Where utilized herein, the terms “tangible” and “non-transitory” are intended to describe a computer-readable storage medium (or “memory”) excluding propagating electromagnetic signals, but are not intended to otherwise limit the type of physical computer-readable storage device that is encompassed by the phrase “computer-readable medium” or memory. For instance, the terms “non-transitory computer readable medium” or “tangible memory” are intended to encompass types of storage devices that do not necessarily store information permanently, including, for example, RAM. Program instructions and data stored on a tangible computer-accessible storage medium in non-transitory form may afterwards be transmitted by transmission media or signals such as electrical, electromagnetic, or digital signals, which may be conveyed via a communication medium such as a network and/or a wireless link.

The description of the present disclosure has been presented for purposes of illustration and description, but is not intended to be exhaustive or limited to the disclosure in the form disclosed.
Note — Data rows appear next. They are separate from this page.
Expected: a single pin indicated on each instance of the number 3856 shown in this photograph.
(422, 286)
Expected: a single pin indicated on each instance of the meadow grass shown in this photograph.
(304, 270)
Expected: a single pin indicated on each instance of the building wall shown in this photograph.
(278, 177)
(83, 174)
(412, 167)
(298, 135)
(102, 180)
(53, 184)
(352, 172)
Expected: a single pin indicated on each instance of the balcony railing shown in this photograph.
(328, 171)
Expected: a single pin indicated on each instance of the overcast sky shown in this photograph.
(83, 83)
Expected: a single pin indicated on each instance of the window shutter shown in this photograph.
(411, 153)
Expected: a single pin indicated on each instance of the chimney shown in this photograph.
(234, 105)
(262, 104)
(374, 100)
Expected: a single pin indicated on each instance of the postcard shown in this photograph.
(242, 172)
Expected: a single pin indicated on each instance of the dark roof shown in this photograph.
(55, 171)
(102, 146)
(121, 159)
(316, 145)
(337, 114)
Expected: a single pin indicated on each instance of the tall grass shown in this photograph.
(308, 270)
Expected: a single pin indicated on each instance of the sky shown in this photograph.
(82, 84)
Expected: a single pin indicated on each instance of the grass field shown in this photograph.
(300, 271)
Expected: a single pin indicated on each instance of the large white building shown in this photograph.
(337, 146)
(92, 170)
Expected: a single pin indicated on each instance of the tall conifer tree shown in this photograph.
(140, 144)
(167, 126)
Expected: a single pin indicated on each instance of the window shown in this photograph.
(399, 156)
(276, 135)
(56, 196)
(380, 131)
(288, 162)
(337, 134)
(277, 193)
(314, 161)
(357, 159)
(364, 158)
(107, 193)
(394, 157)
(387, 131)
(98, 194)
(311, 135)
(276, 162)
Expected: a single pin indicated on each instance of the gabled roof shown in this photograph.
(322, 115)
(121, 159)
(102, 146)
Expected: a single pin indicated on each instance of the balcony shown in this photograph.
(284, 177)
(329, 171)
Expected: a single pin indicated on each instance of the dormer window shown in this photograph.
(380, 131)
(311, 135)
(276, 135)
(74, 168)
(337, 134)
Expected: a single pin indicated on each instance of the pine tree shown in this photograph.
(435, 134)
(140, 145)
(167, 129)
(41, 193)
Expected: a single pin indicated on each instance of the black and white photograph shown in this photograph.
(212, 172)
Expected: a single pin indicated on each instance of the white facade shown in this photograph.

Many modifications and variations will be apparent to those of ordinary skill in the art without departing from the scope of the disclosure. The described embodiments were chosen and described in order to best explain the principles of the disclosure and the practical application, and to enable others of ordinary skill in the art to understand the disclosure for various embodiments with various modifications as are suited to the particular use contemplated.

As used herein, the term “or” is inclusive unless otherwise explicitly noted. Thus, the phrase “at least one of A, B, or C” is satisfied by any element from the set {A, B, C} or any combination thereof, including multiples of any element.

While the disclosure has been described with reference to example embodiments, it will be understood by those skilled in the art that various changes may be made and equivalents may be substituted for elements thereof without departing from the scope of the disclosure. In addition, many modifications may be made to adapt a particular system, device, or component thereof to the teachings of the disclosure without departing from the scope thereof. Therefore, it is intended that the disclosure not be limited to the particular embodiments disclosed for carrying out this disclosure, but that the disclosure will include all embodiments falling within the scope of the appended claims.